La nécessité de partager les bonnes pratiques
La construction d’une pêche durable à l’échelle mondiale n’aura pas lieu sans une coopération accrue entre les pays. Forte de ses avancées en la matière, l’Europe collabore avec des pays du Sud afin de diffuser des pratiques plus durables. Ainsi en avril 2025, plusieurs pays de l’Union européenne ont signé un accord important avec la Guinée-Bissau. En vertu de cette convention, les navires espagnols, grecs, français, italiens ont le droit de pêcher dans les eaux bissau-guinéennes jusqu’en 2029. En contrepartie, l’Union européenne s’est notamment engagée à investir 4,5 millions d’euros pour soutenir la gestion durable des pêcheries en Guinée-Bissau et les communautés de pêcheurs locales.
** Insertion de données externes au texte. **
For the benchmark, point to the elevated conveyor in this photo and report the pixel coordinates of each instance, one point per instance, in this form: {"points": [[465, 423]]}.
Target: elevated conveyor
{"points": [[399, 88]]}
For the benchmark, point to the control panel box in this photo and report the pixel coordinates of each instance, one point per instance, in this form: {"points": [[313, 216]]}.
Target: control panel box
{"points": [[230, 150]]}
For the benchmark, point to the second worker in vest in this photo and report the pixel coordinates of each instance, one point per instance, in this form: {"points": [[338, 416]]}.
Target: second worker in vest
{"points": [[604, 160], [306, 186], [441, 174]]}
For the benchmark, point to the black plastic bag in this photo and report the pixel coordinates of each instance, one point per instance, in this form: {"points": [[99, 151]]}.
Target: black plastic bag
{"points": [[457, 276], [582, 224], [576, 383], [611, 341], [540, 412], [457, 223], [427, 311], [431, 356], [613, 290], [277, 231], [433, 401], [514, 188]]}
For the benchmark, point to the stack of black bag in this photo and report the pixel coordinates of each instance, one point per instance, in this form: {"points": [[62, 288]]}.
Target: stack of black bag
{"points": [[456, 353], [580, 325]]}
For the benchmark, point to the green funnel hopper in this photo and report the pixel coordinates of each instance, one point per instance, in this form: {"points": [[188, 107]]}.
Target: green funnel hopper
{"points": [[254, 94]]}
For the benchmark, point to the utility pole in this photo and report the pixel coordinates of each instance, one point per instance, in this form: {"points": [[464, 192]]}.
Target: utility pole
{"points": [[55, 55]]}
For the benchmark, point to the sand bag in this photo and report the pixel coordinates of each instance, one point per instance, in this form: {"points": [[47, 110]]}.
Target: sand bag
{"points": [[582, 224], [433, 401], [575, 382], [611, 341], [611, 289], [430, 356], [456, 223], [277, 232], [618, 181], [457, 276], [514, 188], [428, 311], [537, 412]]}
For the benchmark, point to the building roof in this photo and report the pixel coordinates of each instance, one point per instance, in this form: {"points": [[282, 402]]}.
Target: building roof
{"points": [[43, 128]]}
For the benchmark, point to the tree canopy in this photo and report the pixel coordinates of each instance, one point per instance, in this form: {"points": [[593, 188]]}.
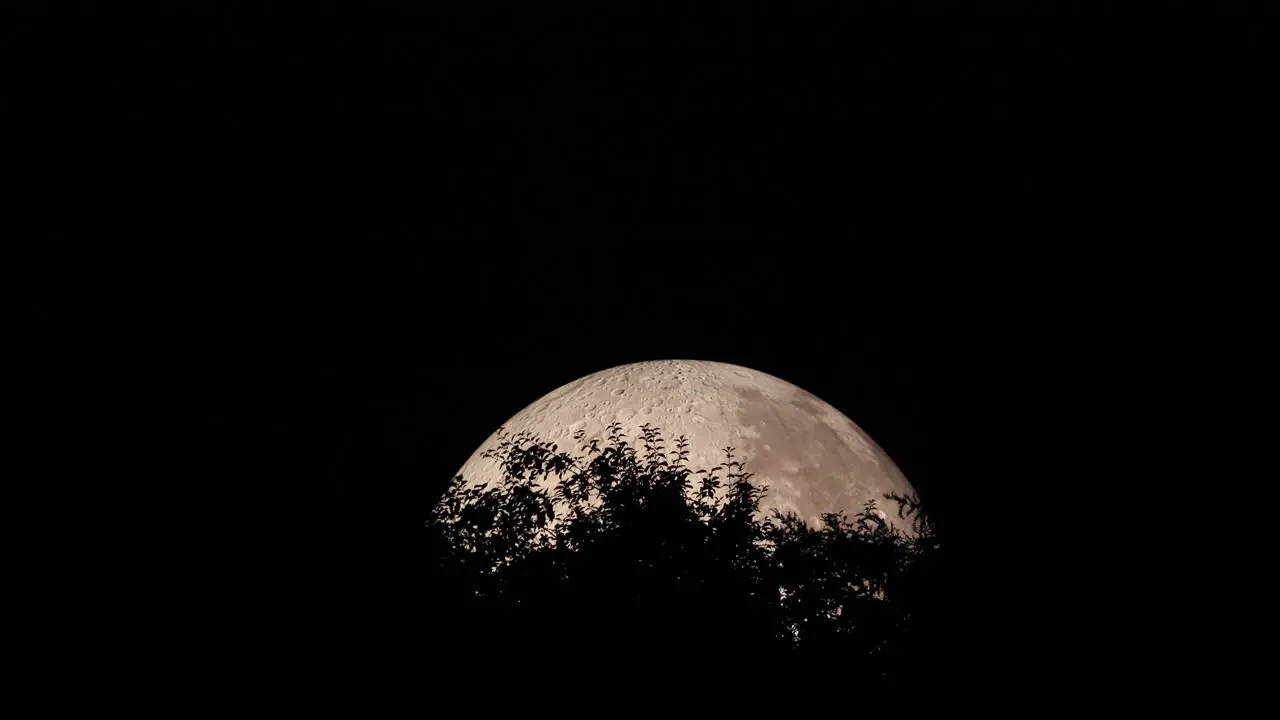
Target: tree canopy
{"points": [[621, 551]]}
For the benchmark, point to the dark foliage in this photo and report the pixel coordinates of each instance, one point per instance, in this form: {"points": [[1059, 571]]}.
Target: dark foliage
{"points": [[624, 552]]}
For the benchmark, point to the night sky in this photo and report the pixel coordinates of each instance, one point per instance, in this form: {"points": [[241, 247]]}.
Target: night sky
{"points": [[324, 258]]}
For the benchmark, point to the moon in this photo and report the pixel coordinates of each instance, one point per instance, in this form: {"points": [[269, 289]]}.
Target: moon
{"points": [[807, 455]]}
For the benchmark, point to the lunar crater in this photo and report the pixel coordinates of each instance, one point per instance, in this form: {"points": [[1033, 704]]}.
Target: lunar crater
{"points": [[807, 455]]}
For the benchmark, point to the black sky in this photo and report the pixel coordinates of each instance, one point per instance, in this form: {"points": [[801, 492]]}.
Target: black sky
{"points": [[291, 268]]}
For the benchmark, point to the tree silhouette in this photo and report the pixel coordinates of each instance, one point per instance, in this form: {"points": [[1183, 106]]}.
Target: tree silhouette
{"points": [[622, 551]]}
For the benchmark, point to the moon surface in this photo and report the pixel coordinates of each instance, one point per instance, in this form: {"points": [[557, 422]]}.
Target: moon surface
{"points": [[809, 458]]}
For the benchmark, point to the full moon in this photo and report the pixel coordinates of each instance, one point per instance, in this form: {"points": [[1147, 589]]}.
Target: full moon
{"points": [[807, 455]]}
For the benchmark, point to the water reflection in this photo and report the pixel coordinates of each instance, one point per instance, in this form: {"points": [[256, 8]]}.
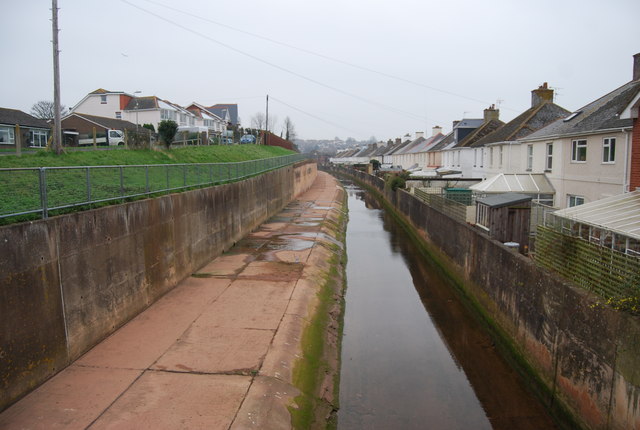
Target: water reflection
{"points": [[412, 355]]}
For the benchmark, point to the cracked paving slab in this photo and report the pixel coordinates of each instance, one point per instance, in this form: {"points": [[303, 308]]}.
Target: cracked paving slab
{"points": [[216, 352]]}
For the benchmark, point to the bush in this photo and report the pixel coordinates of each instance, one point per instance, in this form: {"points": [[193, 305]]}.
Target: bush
{"points": [[396, 180], [167, 130]]}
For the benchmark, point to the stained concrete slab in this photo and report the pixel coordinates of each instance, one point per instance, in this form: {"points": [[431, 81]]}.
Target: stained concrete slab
{"points": [[217, 351], [140, 342], [72, 399], [204, 349], [162, 400]]}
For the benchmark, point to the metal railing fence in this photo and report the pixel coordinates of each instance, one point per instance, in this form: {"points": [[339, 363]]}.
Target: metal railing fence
{"points": [[41, 190]]}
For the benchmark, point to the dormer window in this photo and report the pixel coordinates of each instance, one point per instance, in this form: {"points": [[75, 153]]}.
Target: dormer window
{"points": [[573, 115]]}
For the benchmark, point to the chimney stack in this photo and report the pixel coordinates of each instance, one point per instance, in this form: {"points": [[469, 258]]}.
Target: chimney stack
{"points": [[543, 94], [491, 113]]}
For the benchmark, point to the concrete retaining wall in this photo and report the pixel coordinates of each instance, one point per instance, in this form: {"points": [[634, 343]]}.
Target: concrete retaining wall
{"points": [[586, 355], [68, 282]]}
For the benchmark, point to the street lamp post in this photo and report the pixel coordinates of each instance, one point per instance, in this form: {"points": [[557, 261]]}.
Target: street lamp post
{"points": [[134, 94]]}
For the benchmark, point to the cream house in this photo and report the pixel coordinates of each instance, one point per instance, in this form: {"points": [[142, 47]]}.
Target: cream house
{"points": [[586, 154]]}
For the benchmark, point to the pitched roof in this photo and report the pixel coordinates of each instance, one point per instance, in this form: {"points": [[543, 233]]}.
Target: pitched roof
{"points": [[619, 213], [424, 146], [535, 183], [602, 114], [14, 116], [412, 144], [480, 132], [232, 108], [524, 124], [444, 142], [501, 200], [142, 103], [116, 124]]}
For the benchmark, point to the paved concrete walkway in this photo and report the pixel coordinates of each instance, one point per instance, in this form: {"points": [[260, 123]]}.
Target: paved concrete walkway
{"points": [[216, 352]]}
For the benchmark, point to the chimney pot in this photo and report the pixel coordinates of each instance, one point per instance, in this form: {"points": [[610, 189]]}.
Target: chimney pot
{"points": [[543, 94], [491, 113]]}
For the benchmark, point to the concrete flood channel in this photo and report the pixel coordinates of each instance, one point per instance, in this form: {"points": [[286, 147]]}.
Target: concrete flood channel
{"points": [[412, 354]]}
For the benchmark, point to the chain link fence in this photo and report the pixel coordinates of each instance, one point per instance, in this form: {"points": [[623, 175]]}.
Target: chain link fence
{"points": [[41, 190]]}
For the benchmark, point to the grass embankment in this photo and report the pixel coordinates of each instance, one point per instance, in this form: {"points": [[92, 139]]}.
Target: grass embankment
{"points": [[117, 157], [20, 191]]}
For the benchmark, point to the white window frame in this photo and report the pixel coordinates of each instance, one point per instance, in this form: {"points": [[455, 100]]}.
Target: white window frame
{"points": [[609, 150], [11, 135], [576, 146], [548, 163], [573, 200], [482, 218], [38, 138]]}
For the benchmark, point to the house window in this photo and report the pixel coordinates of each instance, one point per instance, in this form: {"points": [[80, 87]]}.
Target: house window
{"points": [[549, 162], [579, 151], [7, 136], [529, 158], [609, 150], [38, 138], [482, 216], [574, 200]]}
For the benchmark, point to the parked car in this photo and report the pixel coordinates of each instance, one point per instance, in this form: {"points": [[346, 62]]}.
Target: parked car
{"points": [[111, 138], [248, 138]]}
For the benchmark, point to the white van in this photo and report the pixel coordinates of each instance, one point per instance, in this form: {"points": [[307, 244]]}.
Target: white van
{"points": [[112, 138]]}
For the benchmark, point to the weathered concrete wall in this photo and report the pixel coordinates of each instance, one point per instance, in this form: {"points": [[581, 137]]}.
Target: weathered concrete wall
{"points": [[68, 282], [586, 355]]}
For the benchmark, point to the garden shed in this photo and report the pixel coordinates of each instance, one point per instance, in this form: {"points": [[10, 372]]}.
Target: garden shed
{"points": [[506, 217]]}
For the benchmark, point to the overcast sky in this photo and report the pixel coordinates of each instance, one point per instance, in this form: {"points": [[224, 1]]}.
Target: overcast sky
{"points": [[355, 68]]}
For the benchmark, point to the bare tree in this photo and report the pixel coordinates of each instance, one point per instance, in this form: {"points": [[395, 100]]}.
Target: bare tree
{"points": [[258, 121], [45, 109], [289, 129]]}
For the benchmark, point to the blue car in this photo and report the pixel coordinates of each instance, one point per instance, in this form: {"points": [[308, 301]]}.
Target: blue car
{"points": [[248, 138]]}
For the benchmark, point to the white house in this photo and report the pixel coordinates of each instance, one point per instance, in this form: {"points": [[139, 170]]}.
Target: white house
{"points": [[586, 155]]}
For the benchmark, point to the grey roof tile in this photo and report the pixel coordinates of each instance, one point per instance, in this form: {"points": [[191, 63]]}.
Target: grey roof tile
{"points": [[14, 116]]}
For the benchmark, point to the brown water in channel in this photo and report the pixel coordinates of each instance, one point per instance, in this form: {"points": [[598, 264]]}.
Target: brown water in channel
{"points": [[412, 355]]}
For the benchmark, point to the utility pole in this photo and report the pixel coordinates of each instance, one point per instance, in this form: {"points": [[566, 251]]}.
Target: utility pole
{"points": [[266, 125], [57, 125]]}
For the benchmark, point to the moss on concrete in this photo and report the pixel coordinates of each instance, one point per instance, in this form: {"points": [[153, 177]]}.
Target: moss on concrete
{"points": [[314, 408]]}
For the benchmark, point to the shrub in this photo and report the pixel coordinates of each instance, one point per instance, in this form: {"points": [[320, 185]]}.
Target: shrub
{"points": [[167, 130]]}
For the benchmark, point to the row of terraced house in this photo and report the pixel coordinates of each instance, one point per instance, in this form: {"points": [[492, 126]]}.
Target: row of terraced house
{"points": [[104, 112], [560, 158]]}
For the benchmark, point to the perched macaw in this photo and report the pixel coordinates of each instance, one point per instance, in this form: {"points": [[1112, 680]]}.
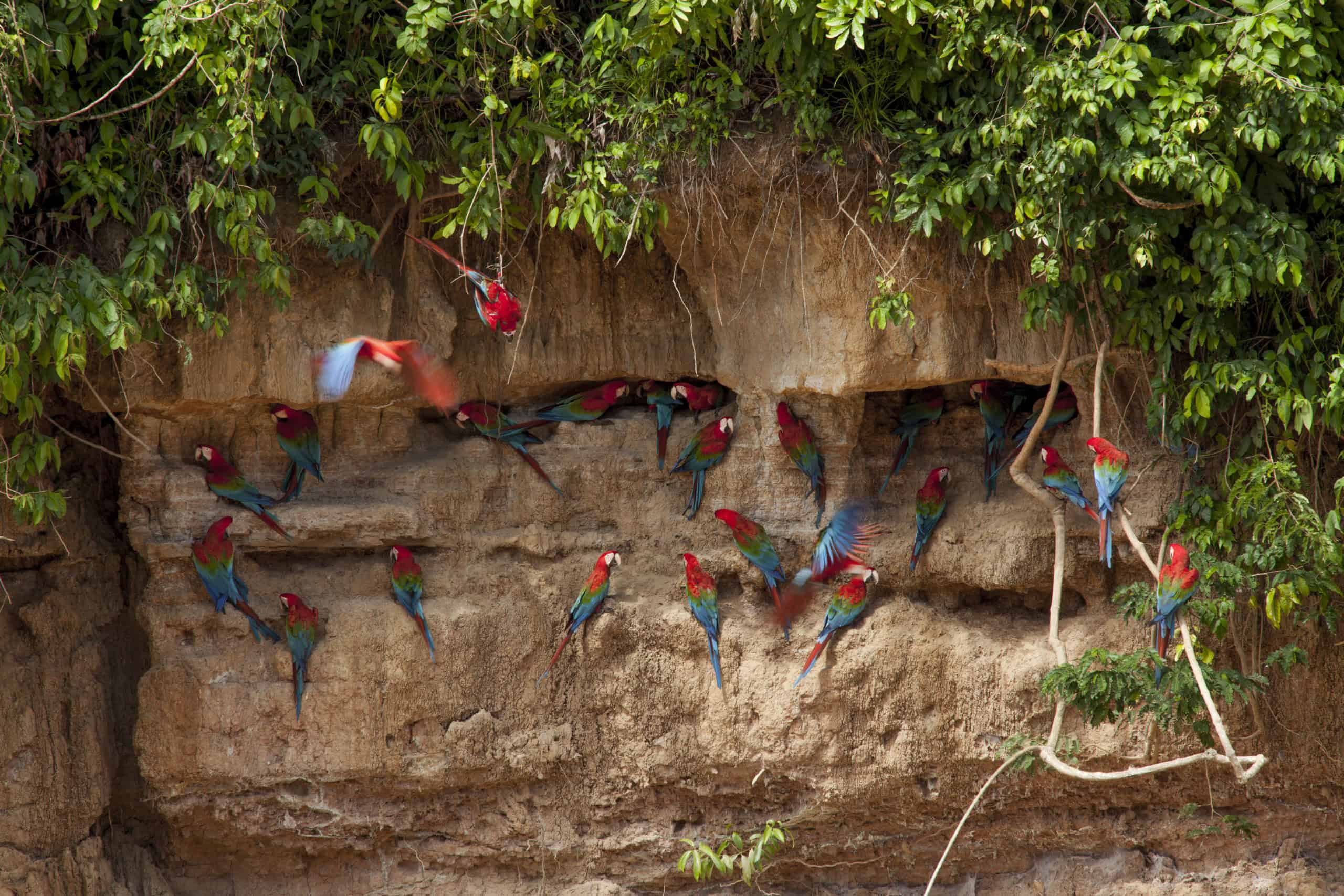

En plus de la contribution européenne, les armateurs devront s’acquitter de redevances de licence et de droits de capture auprès de l’administration bissau-guinéenne.
Autre priorité, la lutte contre la pêche illicite, phénomène de masse, qui représente 20 % de la pêche mondiale[3] . La France, très engagée sur le sujet, est signataire des principaux textes, que ce soit l’Accord relatif aux mesures du ressort de l’État du port (AMREP/PSMA), l’Accord du Cap ou encore la Convention 188. A contrario, la Chine est régulièrement pointée du doigt comme principal acteur de cette pêche non déclarée et non réglementée.[4]
L’Europe a su bâtir, pas à pas, un modèle de pêche durable fondé sur la science, l’innovation, le droit et la coopération. Si des marges de progression subsistent, l’UE reste aujourd’hui en tête des régions halieutiques les plus responsables. Mais cette réussite ne peut rester isolée : la transition vers une pêche plus durable doit être collective, équitable et mondiale. L’Union européenne, par son expérience, ses outils et ses engagements peut et doit continuer à entraîner le reste du monde dans cette dynamique.
[1] Fiches thématiques du Parlement européen.
[2] Rapport de l’UNCTAD, Transition énergétique des flottes de pêche : opportunités et défis pour les pays en développement.
[3] La comparaison avec le Japon est pertinente à deux égards : il s’agit d’un pays présentant un développement économique important, il fait partie des poids lourds sur la scène halieutique mondiale, et les niveaux d’émissions de départ (1990) sont à des niveaux équivalents à ceux de l’UE.
[4] Pêche illégale : le SOS de la Fondation de la mer, Ouest France, 7 novembre 2024.